Transformative Bispecific Nanobody Targeting CTLA4 and PDCD1 for Innovative Colon Cancer Immunotherapy
VHH-P332 is a bispecific, humanized nanobody designed to target both cytotoxic T-lymphocyte associated protein 4 (CTLA4) and programmed cell death 1 (PDCD1). Developed using advanced antibody engineering, VHH-P332 is currently in the Biological Testing stage with the potential to address critical immunological checkpoints in the treatment of colon cancer. By selectively engaging CTLA4 and PDCD1, VHH-P332 aims to restore and enhance immune responses against tumor cells, positioning itself as a promising new candidate for immunotherapy in this challenging indication.
| Candidate | VHH-P332 |
| Target | cytotoxic T-lymphocyte associated protein 4 (CTLA4) programmed cell death 1 (PDCD1) |
| Modality | humanized bispecific VHH |
| Indication | Colon Cancer |
Licensing Opportunity
VHH-P332 is currently available for out-licensing and collaborative development opportunities.
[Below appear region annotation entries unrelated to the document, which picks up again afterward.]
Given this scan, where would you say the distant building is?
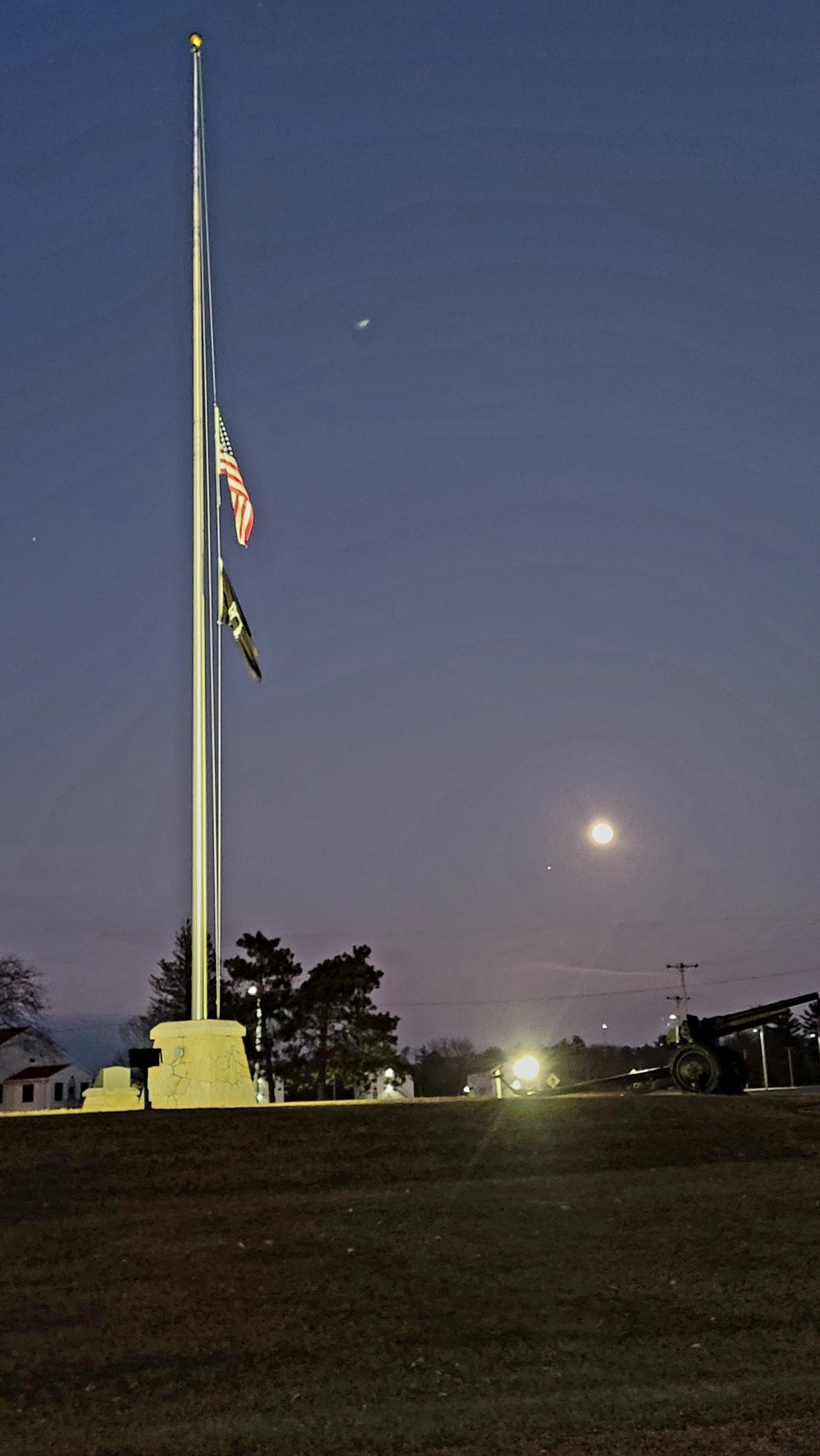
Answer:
[0,1026,92,1112]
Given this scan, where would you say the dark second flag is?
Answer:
[220,561,262,683]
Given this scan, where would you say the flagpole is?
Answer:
[191,35,208,1021]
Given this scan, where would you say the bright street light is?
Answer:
[512,1056,539,1086]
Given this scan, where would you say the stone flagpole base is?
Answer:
[148,1021,257,1108]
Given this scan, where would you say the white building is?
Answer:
[0,1026,92,1112]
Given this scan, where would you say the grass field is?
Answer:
[0,1096,820,1456]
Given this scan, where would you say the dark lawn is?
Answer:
[0,1096,820,1456]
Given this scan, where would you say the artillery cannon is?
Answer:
[667,991,817,1092]
[542,991,820,1096]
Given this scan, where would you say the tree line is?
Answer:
[0,943,820,1098]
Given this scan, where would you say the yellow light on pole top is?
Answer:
[590,820,615,844]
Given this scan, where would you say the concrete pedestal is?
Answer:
[148,1021,257,1108]
[83,1067,143,1112]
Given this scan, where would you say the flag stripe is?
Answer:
[217,409,253,546]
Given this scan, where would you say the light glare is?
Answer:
[512,1057,539,1082]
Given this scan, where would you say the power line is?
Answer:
[390,965,820,1011]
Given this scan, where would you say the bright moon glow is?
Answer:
[590,820,615,844]
[512,1057,537,1082]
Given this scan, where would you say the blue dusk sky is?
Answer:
[0,0,820,1044]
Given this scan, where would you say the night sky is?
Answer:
[0,0,820,1044]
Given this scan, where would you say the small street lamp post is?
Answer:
[248,985,271,1102]
[758,1026,769,1092]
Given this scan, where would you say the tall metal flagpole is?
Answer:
[191,35,208,1021]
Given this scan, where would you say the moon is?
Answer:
[590,820,615,844]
Partners and investors seeking innovative bispecific nanobody programs for colon cancer immunotherapy are welcome to engage in discussions for further co-development and commercialization.
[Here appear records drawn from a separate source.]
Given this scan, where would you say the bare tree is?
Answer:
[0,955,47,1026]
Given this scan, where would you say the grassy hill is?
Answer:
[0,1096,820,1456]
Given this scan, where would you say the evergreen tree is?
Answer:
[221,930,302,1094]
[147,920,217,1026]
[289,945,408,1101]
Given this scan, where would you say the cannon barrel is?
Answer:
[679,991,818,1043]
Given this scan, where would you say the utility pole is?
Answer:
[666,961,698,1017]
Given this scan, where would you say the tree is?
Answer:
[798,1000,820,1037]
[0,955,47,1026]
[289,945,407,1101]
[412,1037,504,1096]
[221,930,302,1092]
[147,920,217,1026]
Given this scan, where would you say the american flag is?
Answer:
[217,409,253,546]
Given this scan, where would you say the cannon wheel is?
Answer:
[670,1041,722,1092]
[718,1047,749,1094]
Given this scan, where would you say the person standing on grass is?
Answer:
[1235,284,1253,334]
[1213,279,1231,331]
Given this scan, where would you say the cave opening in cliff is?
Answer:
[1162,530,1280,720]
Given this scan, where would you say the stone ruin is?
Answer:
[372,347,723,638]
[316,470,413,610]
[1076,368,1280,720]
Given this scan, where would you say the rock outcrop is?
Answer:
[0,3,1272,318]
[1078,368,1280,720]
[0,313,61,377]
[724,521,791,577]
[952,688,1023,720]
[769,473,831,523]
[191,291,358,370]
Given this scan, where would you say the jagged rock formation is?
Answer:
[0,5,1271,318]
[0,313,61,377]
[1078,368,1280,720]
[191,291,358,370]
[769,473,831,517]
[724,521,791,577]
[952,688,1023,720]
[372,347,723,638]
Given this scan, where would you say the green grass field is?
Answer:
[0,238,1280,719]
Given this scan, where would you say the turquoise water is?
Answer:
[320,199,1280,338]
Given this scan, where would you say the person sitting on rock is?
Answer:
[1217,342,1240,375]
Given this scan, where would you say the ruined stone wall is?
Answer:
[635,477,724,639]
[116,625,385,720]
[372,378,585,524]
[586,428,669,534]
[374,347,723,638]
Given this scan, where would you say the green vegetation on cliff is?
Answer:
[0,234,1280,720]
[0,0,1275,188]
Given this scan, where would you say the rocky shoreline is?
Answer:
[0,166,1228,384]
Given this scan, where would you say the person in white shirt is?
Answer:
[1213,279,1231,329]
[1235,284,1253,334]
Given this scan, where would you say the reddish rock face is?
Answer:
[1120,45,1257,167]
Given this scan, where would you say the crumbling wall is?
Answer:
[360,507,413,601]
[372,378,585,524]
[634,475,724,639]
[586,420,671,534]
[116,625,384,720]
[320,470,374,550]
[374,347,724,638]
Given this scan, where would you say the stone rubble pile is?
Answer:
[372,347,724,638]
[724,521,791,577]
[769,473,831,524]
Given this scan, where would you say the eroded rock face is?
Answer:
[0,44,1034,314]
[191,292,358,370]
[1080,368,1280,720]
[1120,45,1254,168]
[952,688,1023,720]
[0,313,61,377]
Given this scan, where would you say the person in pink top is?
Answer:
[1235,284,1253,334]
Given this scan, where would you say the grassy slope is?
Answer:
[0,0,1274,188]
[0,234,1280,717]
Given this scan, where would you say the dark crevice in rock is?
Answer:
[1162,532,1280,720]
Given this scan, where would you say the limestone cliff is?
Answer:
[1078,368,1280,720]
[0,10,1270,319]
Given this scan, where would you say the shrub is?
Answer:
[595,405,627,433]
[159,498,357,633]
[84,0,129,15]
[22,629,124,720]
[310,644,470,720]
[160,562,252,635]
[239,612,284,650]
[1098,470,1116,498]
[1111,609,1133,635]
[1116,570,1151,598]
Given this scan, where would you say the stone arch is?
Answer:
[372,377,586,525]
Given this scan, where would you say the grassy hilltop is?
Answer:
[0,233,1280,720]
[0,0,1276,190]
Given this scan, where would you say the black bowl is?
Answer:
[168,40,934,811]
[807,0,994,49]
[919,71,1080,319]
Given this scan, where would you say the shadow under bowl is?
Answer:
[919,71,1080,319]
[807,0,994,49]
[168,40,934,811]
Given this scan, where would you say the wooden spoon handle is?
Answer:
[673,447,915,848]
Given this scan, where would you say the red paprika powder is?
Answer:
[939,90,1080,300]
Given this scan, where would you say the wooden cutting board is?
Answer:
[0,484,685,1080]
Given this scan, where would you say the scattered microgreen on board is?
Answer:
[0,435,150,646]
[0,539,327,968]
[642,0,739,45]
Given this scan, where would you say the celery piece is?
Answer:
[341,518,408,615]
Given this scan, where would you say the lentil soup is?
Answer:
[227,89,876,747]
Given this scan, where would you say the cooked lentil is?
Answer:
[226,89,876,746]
Contact UsDevelopment Phase
| Program | Research | Preclinical | Phase 1 |
|---|---|---|---|
| VHH-P332 |
Modality
VHH-P332 utilizes a bispecific nanobody framework composed of two humanized single-domain antibodies, each with specificity for either CTLA4 or PDCD1, connected via a flexible (G4S)2G4 linker and fused to an IgG4 Fc domain. Expressed in human embryonic kidney cells, this modular structure combines the high tissue penetration, small molecular size, and stability of nanobodies with the effector functions and extended half-life provided by the IgG4 Fc. This unique design enhances the ability to reach and modulate the tumor microenvironment in colon cancer, offering improved pharmacokinetic profiles and potential for superior tumor targeting compared to larger conventional antibodies.
Target
CTLA4 and PDCD1 are both immune checkpoint proteins with pivotal roles in regulating T-cell activity. CTLA4 is predominantly expressed on activated T cells and regulatory T cells, while PDCD1 is mainly expressed on T cells upon activation in peripheral tissues. Both CTLA4 and PDCD1 function to downregulate immune responses, helping maintain self-tolerance and preventing autoimmunity. However, in colon cancer, elevated CTLA4 and PDCD1 signaling in the tumor microenvironment suppresses effective anti-tumor immunity. Therapeutic targeting of CTLA4 and PDCD1 has become a well-validated strategy to reactivate immune responses against cancer cells. Targeting both CTLA4 and PDCD1 concurrently with VHH-P332 has strategic significance, as dual inhibition may overcome resistance mechanisms and provide more robust antitumor effects, positioning this approach at the forefront of immuno-oncology innovation for colon cancer.
Mechanism of Action
VHH-P332 exerts its therapeutic effects by binding and simultaneously inhibiting CTLA4 and PDCD1, two essential immune checkpoint molecules that regulate T-cell activation and tolerance. By blocking the inhibitory signals mediated through CTLA4 and PDCD1, VHH-P332 relieves immunosuppression within the tumor microenvironment, thereby promoting the activation and proliferation of cytotoxic lymphocytes to target and destroy colon cancer cells. As a nanobody-based platform, VHH-P332 also offers versatility for future engineering possibilities, such as generating antibody-drug conjugates (ADCs) or multivalent formats for tailored immune modulation. Its bispecific nature expands the spectrum of immunotherapeutic intervention, aiming for synergistic effects and improved clinical outcomes in colon cancer.
Colon Cancer
Colon cancer is one of the leading causes of cancer-related morbidity and mortality worldwide, with a significant global disease burden. Standard treatments include surgical resection, chemotherapy, radiation therapy, immuno-oncology agents, and targeted therapies. Despite advances in screening and therapy, many patients experience limited efficacy with existing modalities, particularly in advanced or metastatic disease, due to tumor heterogeneity, immune evasion, and acquired resistance. Immunotherapies targeting key checkpoint regulators such as CTLA4 and PDCD1 have demonstrated clinical potential, yet combination and bispecific approaches are needed to maximize therapeutic benefit. VHH-P332, by concurrently targeting both CTLA4 and PDCD1, is positioned to address the unmet need for more effective, durable, and targeted immunotherapeutic strategies in the management of colon cancer.